In early 2018, we saw positive results from the REFLECT and CELESTIAL trials. REFLECT examined the use of frontline lenvatinib (Lenvima) and showed noninferiority to sorafenib. At the 2018 Gastrointestinal Cancers Symposium, CELESTIAL reported a benefit in the use of second- or third-line cabozantinib (Cabometyx) following sorafenib. All of a sudden, we have a very complex landscape. Now, the wildcard is nivolumab. I focused on nivolumab and the string of immunotherapy trials that have the potential to change the landscape even further.

Can you expand on the risk factors for HCC?

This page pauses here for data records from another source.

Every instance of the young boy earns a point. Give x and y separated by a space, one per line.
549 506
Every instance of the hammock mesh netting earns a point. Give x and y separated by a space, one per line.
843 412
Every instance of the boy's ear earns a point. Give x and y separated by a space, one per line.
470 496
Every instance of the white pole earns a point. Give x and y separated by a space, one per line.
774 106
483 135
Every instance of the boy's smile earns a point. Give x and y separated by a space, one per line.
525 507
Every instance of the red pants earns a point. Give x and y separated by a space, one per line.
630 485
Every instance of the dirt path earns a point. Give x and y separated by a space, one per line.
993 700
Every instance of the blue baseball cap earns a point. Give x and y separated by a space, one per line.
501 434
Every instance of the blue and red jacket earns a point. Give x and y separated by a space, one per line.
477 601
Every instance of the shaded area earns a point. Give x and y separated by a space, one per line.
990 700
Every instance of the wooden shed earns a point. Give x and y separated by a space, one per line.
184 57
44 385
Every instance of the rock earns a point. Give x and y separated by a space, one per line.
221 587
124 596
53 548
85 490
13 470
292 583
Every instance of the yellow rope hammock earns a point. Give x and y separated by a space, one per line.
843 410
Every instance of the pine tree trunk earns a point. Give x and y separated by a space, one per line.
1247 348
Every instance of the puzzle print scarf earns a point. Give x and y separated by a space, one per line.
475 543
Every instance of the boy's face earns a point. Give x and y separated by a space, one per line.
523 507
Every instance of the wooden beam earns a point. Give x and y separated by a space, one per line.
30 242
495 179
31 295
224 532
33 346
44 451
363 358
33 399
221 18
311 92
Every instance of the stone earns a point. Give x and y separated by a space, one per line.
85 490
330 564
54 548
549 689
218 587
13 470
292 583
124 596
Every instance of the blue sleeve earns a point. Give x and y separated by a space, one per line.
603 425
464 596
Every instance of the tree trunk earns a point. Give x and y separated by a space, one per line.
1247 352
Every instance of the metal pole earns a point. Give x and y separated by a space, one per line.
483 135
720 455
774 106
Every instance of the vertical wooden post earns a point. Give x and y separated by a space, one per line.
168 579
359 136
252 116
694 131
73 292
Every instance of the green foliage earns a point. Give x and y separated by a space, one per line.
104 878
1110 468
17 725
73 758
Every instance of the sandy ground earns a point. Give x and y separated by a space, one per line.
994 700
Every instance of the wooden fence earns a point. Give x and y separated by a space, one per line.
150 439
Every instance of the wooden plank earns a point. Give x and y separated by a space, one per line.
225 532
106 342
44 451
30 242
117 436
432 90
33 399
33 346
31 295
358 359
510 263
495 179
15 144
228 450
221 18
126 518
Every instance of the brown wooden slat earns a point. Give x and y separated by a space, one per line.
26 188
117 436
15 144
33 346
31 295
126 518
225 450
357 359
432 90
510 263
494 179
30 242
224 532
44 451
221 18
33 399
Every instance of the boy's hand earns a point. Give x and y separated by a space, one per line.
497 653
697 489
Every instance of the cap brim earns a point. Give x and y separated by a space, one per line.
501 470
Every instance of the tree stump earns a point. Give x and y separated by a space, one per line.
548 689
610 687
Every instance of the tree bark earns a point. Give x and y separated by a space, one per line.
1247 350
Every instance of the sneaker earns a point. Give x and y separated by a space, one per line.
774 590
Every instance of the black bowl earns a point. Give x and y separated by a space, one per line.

Obesity and being overweight are growing problems in the world. Having obesity and risk factors for metabolic syndrome such as diabetes, hyperlipidemia, and dyslipidemia can also lead to a condition called nonalcoholic fatty liver disease. This is a spectrum of disease ranging from mild changes to steatohepatitis, in which fat deposits in the liver lead to in inflammation. Similar to alcoholic hepatitis, hepatitis B, and hepatitis C, steatohepatitis can lead to fibrosis, cirrhosis, and mutations that result in cancer. Fatty liver and associated conditions with nonalcoholic fatty liver disease are now the number 1 cause of liver cancer in the United States.

What is the timeline of immunotherapy trials in liver cancer?

CheckMate-040 started as a simple phase I trial investigating dose escalation of nivolumab. This led to a series of dose expansions that showed striking and durable response rates of 15% to 20%, depending on whether it was investigator-assessed, or centrally reviewed. These rates were reflected across all nonviral, uninfected patient subgroups; this included patients without hepatitis B or C, and those with either hepatitis B or C.

The response rate was the first signal that something unusual was going on. The safety profile was also reassuring. Originally, we were worried that the HCC population with underlying hepatitis and liver disease might be susceptible to increased risk of hepatitis, hepatic decompensation, or viral reactivation. All of those things were carefully scrutinized in the phase I trial and no increased risk of liver events, hepatic decompensation, or viral flares was shown.